Floyd’s week started well with him being peacefull and content. One of the therapists mentioned that he's even seemed to enjoy his therapy times - which is not always the case.
But in the last few days he has appeared to be feeling unwell. It's always so hard when he can't communicate! His chest seems a bit congested, and he just seems to be rather miserable.
I'm always so grateful for the good days. I continually pray for the spirit of peace to be with him.
When I've asked the Lord for a breakthrough for Floyd - and said to the Lord it can be "healing or heaven" - I've also asked the Lord to please keep him from suffering any further. If God chooses to take him home, I'm trusting it will be a gentle passing. I never know from day to day what is ahead. I continually tell the Lord that Floyd is in His hands.
I have shared a number of times on this long unexpected journey things that the Lord has been teaching me about trust. I often think I'm learning the lessons and doing what God is showing me......and then the message of learning about trust cycles back around. I've come to realize that the journey of trust is never-ending! God keeps taking me to deeper levels of trust. It seems there is always something new and different that I need to trust Him about!
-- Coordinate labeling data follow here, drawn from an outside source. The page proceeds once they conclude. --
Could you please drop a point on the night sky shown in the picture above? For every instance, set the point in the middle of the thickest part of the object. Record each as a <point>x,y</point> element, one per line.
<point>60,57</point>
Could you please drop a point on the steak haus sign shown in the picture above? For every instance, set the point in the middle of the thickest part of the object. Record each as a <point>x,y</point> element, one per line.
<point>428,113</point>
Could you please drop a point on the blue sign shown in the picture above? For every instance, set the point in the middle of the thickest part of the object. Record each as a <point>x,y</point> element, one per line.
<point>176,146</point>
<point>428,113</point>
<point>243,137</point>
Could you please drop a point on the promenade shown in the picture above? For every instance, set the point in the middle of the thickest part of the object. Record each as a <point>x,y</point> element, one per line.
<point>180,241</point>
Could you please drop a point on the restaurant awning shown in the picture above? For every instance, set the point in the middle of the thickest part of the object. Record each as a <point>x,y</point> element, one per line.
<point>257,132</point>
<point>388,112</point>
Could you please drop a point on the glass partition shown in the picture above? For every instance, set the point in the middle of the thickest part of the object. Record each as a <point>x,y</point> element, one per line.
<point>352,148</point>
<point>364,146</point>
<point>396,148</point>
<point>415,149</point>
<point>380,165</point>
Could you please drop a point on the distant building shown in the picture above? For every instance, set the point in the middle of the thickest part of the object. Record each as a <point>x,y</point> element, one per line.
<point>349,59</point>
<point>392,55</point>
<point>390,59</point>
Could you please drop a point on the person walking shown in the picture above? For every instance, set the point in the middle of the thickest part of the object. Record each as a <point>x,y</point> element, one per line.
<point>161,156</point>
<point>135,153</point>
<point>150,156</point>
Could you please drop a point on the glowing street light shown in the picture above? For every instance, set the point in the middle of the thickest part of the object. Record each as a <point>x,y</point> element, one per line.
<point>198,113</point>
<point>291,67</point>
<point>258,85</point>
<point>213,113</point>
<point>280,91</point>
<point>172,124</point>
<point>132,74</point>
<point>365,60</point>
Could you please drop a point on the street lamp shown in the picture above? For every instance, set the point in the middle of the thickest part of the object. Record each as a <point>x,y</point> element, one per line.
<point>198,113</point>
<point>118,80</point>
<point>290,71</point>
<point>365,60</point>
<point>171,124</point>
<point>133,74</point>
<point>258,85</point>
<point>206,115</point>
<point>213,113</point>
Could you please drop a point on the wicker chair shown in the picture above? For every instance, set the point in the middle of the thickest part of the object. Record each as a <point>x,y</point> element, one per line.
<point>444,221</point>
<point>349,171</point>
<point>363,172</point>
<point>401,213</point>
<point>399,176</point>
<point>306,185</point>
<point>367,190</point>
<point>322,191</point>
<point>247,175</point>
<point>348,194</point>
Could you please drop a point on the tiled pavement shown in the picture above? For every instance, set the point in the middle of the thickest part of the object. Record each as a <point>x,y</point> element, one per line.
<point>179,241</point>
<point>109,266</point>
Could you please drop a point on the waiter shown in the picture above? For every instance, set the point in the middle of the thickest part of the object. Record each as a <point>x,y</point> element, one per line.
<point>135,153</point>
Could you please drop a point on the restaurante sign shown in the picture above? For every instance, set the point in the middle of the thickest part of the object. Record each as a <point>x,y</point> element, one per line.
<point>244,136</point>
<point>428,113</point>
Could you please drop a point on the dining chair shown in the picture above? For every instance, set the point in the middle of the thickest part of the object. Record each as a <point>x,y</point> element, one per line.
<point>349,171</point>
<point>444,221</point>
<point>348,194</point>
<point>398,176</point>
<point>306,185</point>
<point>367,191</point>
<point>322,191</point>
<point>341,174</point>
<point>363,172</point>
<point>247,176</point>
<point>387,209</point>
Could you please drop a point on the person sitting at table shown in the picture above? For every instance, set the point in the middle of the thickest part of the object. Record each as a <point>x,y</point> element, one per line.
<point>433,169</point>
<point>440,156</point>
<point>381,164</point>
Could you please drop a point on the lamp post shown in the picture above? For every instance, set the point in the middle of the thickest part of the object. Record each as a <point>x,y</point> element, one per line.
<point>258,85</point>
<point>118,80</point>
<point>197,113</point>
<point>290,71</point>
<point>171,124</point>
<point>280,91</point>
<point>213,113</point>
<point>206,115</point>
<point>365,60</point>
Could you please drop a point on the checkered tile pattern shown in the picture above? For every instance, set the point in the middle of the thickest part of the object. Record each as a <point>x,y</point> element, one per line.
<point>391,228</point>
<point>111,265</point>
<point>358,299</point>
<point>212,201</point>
There have been things, situations, people in my life that I've thought I could depend on - and it turned out differently. The only thing I can absolutely, 100% trust in is Jesus!! He is my Rock, my strong tower, my strength, my security, my friend, my counselor, my provider, my healer, my source of comfort and grace, and so much more! He is by my side continually. He is holding my hand. He is closer than the air I breathe. He never, ever leaves me alone - never leaves my side.
As we go through life, we put our time and energy into so many things - our work, our ministry, our family, our friendships, travel, fun, sports, entertainment. On this journey I've realized that first and foremost I need to put all my energy into trusting the Lord. Everything else will flow out of that. And, as I said, He just keeps taking me deeper and deeper into that trust. Some of that trust has had me walking through "the valley of the shadow of death," but He has been with me each step of the way.
"Sovereign Lord, you are God! Your covenant is trustworthy, and you have promised good things to your servant." 2 Samuel 7:28
"I trust in your unfailing love." Psalm 13:5
"Some trust in chariots and some in horses, but we trust in the name of the Lord our God." Psalm 20:7
"Those who know your name trust in you, for you, Lord, have never forsaken those who seek you." Psalm 9:10
"Fear of man will prove to be a snare, but whoever trusts in the Lord is kept safe." Proverbs 29:25
"When I am afraid, I put my trust in you." Psalm 56:3
"Trust in the Lord with all your heart and lean not on your own understanding; in all your ways submit to Him, and He will make your paths straight." Proverbs 3:5,6
"May the God of hope fill you with all joy and peace as you trust in Him, so that you may overflow with hope by the power of the Holy Spirit." Romans 15:13
A friend recently sent me Romans 8:17 - "And since we are His children, we are His heirs. In fact, together with Christ we are heirs of God's glory. But if we are to share in His glory, we must also share in His sufferings."
The commentary my friend read said that our inheritance in Christ includes both His glory and His suffering. Our suffering now is proof that we will also share in Christ's glory. That gives us strength to endure.
I'm not a fan of the suffering part! But this gave me fresh hope, encouragement, and perspective. I'm so grateful we don't have to go through the hard times, the trials, and the suffering alone. Jesus is right by our side helping us to make it through them!
"For this light momentary affliction is preparing for us an eternal weight of glory beyond all comparison." 2 Corinthians 4:17
Our time on this earth is just a "blip" in comparison to the eternity we will have with Him. The things He is working in our lives now are preparing us for that eternity with Him. I'm grateful for His help during this preparation time!
I've had a couple situations recently that have been very draining. I was explaining this to the Lord in my quiet time. I had a picture in my mind of a jug that was dry - bone dry. There was nothing left in the jug to pour out.
As I waited in His presence in worship, I felt the Lord saying that He was refilling the jug. I saw Him pouring clean, cool, refreshing water into the jug - filling it up to the brim. I'm so grateful that I can come to Him in my emptiness. He doesn't turn me away. He doesn't rebuke me for being empty. He just gently says "I'll refill you." What a good God He is. He "restores my soul."
And He faithfully helps me get through each trial. I could have never survived all these months without His help, His grace, His strength. How awesome He is!
Again and again I'm reminded that the best response to trials, to losses, to suffering, and to thwarted hopes is to worship and praise Him. It gets my focus turned in the right direction. I need to let go of things and look to Him - but never let go of His hand! As I worship Him, things get back into balance.
This past Sunday on Mother's Day I had a few sad moments. I was missing Floyd. He always made the day so special for me. As I lifted my sadness to the Lord in worship, the weight lifted and refreshing joy flooded my soul. Worship is so very powerful! I know it's a "tool" God has given us. We lift up His name in worship - and He, in turn, ministers so deeply to our hearts. Only God could do that!